Will Jones (Business Analyst) and Jay Banerjee (Consultant in Geriatric Emergency Medicine)
We have been testing out a prehospital scheme in the UK’s Leicester, Leicestershire and Rutland area since the beginning of COVID.
It was originally conceived to support residence-based care for frail older people, some of whom may not benefit from hospital conveyance and be exposed to the risks of COVID.
The scheme includes senior clinicians with frailty competencies providing telephone support to ambulance crews. The aim is to develop a definitive management plan for care in the community or if the individual’s needs outstripped timely care provision, a conveyance to the hospital’s emergency department.
A prehospital decision support emerged from the scheme which will be further evaluated. This considers an early warning score, the frailty state, advance care plans and weaves them into a conversation around best interest including ethical and legal considerations for the many incapacitated individuals.
Data around impact is being analyzed but emerging information suggests 380 admissions were avoided for every 587 “do not convey” advice, from 1075 calls received by a single clinician over 180 days in a 15 month period.
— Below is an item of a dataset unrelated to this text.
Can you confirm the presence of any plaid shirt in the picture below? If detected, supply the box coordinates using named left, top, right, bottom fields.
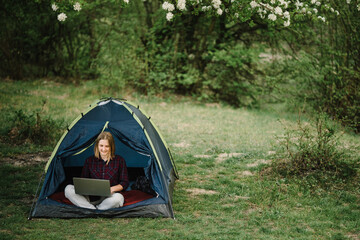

The table below compares the cohort by CFS and expected admission rate is from the rest of the ED ambulance attendances in the over 65’s. The department sees over 40,000 older people (>65 years) conveyed by ambulance per 12-month period so this 1075 would have made a very small impact on attendance volumes but would have freed up significant bed space for the hospital over 1 year with an average 10-day length of stay. Such schemes can yield high benefits for stressed systems.